İlk öpücüğümü ona verdim.
"Yeşil, uyan!" Gözlerimi araladığımda Lodos'u gördüm. Ne zaman bu kanepede uyusam saçma sapan rüyalar görmek zorunda mıydım? Gördüğüm rüya aklıma gelince onu ittim.
"Dokunma bana!" Nasıl bu kadar salak olabildim, ben de hatırlamıyorum. İlk birkaç gün rüyasına etkisinden çıkamazdım zaten. Lodos şaşkın gözlerle bana bakıyordu. Dizlerimi kendime çektim.
"Ne gördün, yeşil?" Biraz daha kendime geldiğimde ona geldim. Yanaklarım ıslaktı ve göğsüm hala inip kalkıyordu. "Özür dilerim ben... Öyle bir tepki vermemeliydim."diye mırıldandım. Gözümün önüne Oktay'la olan öpüşmem geldikçe tiksiniyordum. "Ne gördün, yeşil?"
"Hiiç,"diye mırıldandım ve omuz silktim. Sonra aramızda bir kavga falan olurdu. Allah korusun. Elini belime koydu ve beni göğsüne yasladı. "Kalbin hala deli gibi atıyor, ne gördün?"
"Anlatacağım ama kızmak yok,"dedim işaret parmağımı kaldırarak.

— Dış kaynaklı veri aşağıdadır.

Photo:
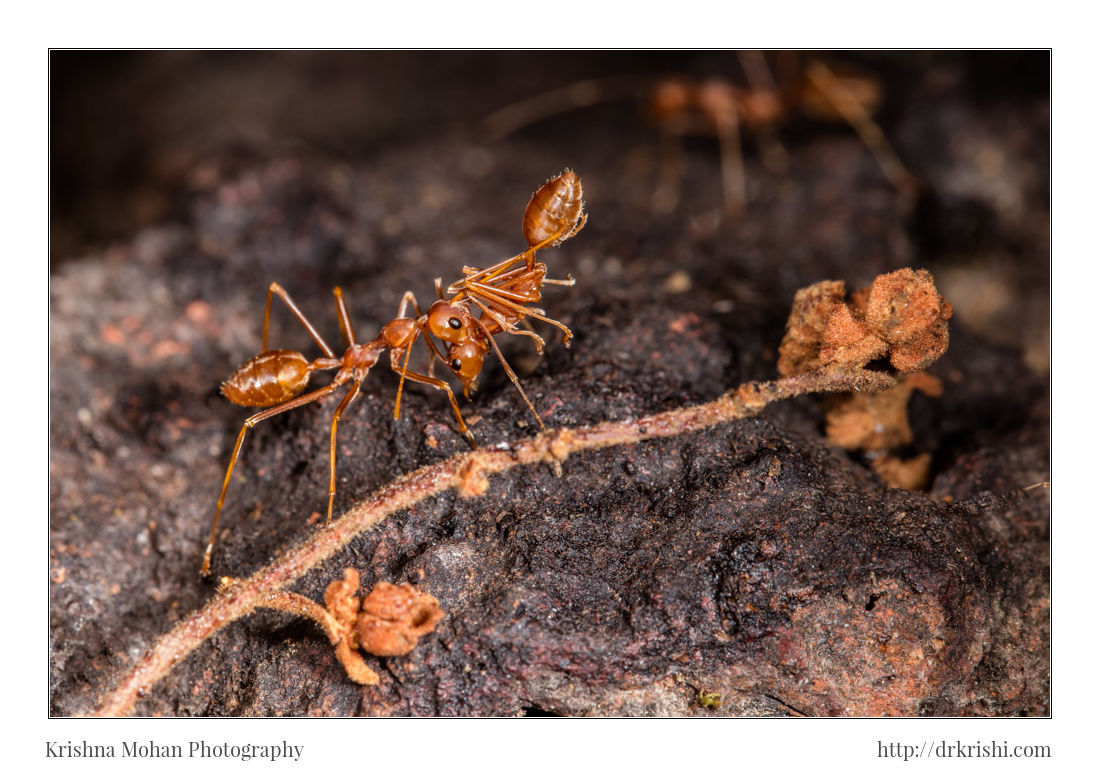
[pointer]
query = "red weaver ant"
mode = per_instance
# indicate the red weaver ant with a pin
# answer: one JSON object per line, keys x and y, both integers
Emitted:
{"x": 503, "y": 293}
{"x": 718, "y": 107}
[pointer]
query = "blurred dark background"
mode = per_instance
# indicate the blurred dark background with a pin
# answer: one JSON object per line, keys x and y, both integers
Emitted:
{"x": 128, "y": 128}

Kafasını salladığında konuşmaya başladım. "Uyandığımda Oktay benim fotoğraflarımı çekiyordu ve... Üstümde kıyafetlerim yoktu."
"NE?!" Öyle bir bağırdı ki korku dolu gözlerle ona baktım. "Ne demek yoktu lan? Ben o piçi öldürmez miyim?"diyerek ayağa kalktığında gülümsedim. "Dövdükten sonra ne diyeceksin, kız arkadaşım seni rüyasında görmüş-"
Kız arkadaşım dedim.
Kız arkadaşım dedim.
Kız arkadaşım dedim!
Anında kafası bana çevrildi. Yüzünde anlamsız bir ifade vardı. Tabii, hayallerimde ona sevgilim dediğim için ağzımdan kaçmıştı. Aptal ben. Aptal!
"Ne dedin sen?"deyip yanıma oturdu. Kıpkırmızı olduğuma emindim. "Ağzımdan kaçırdım, çok özür dilerim."diye mırıldandım çünkü benim onun sevgilim olma düşüncesi bile onu delirtmeye yetiyordu. Nasıl böyle saçma bir hata yapmıştım?
"Neden özür diliyorsun." Sertçe yutkundum. Dolan gözlerimi ondan saklayamadım. "Ç-çünkü sen çok kızıyorsun. Şu sevgililik meselesine. Seni kızdırmak için söylemedim."dediğimde bir süre yüzüme baktı.